Em Diário de um Cucaracha, por exemplo, Henfil narra sua passagem pelos Estados Unidos, onde tentou "fazer a América, sonho de todo latinoamericano que se preza" (segundo ele próprio). A obra traz um quadro em que o cartunista relata o choque cultural que experimentou, a reação vigorosa do público americano aos seus personagens, classificados como agressivos e ofensivos. Tudo isso escrito em capítulos pequenos, no tom intimista de quem dialoga não com um leitor anônimo, mas com um amigo ou conhecido. No ano de 2009 seu único filho criou o Instituto Henfil.
Prêmios
Em 1981, Henfil ganhou o Prêmio Vladimir Herzog na categoria Artes pelo conjunto de sua obra no veículo: Revista IstoÉ.
Obras publicadas
· Diário de um cucaracha (1976)
· Hiroxima, meu humor (1976)
· Dez em humor (coletânea, 1984)
· Diretas Já! (1984)
· Henfil na China (1980)
· Fradim de Libertação (1984)
· Como se faz humor político (1984)
Filmografia
Tanga: Deu no New York Times? (1987)
Veja também: > História em quadrinhos no Brasil
Algumas frases famosas de Henfil:
"O surgimento do PT brasileiro é apenas o embrião de uma série de movimentos nesse sentido que vão surgir no Brasil e que já surgiram no mundo, que é a união entre os operários e camponeses, com escritores, jornalistas etc. Então eles procuram denegrir dizendo que intelectual é uma coisa ruim, uma coisa suspeita, que é uma coisa ilegal, o operário estar do lado do intelectual. Então eu descobri uma coisa óbvia: o contrário de intelectual não é operário, o contrário de intelectual é vegetal, logo, todos somos intelectuais, só a pedra não é."

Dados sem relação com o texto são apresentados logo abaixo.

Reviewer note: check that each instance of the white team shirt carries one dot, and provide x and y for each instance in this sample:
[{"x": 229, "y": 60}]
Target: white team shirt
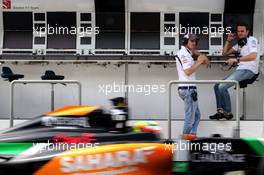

"As palavras para mim não são gratuitas, não consigo usar nenhuma palavra de forma gratuita."
"O Lula é tão intelectual que foi capaz de fundar um partido e é um guia hoje, uma vanguarda no pensamento político brasileiro muito maior do que qualquer Fernando Henrique Cardoso, que é o chamado intelectual."
"Há um radar coletivo que os pobres têm, e que os ricos não têm, tanto que estão levando o mundo para a própria destruição deles: a classe rica vai ser destruída pela próxima movimentação da Terra. Eles perderam o faro, perderam a sensibilidade porque a morte para eles é uma coisa que não existe."
"Viver é uma tarefa urgente, porque amanhã é uma coisa que não dá pra pensar, não dá pra fazer planos, hoje é urgente, amanhã é a morte, ontem, graças a Deus, teve ontem!"
"Enquanto acreditarmos no nosso sonho, nada é por acaso."
"Se não houver frutos, valeu a beleza das flores; se não houver flores, valeu a sombra das folhas; se não houver folhas, valeu a intenção da semente."
"Quando eu faço um desenho, eu não tenho a intenção que as pessoas riam. A intenção é de abrir, e de tirar o escuro das coisas."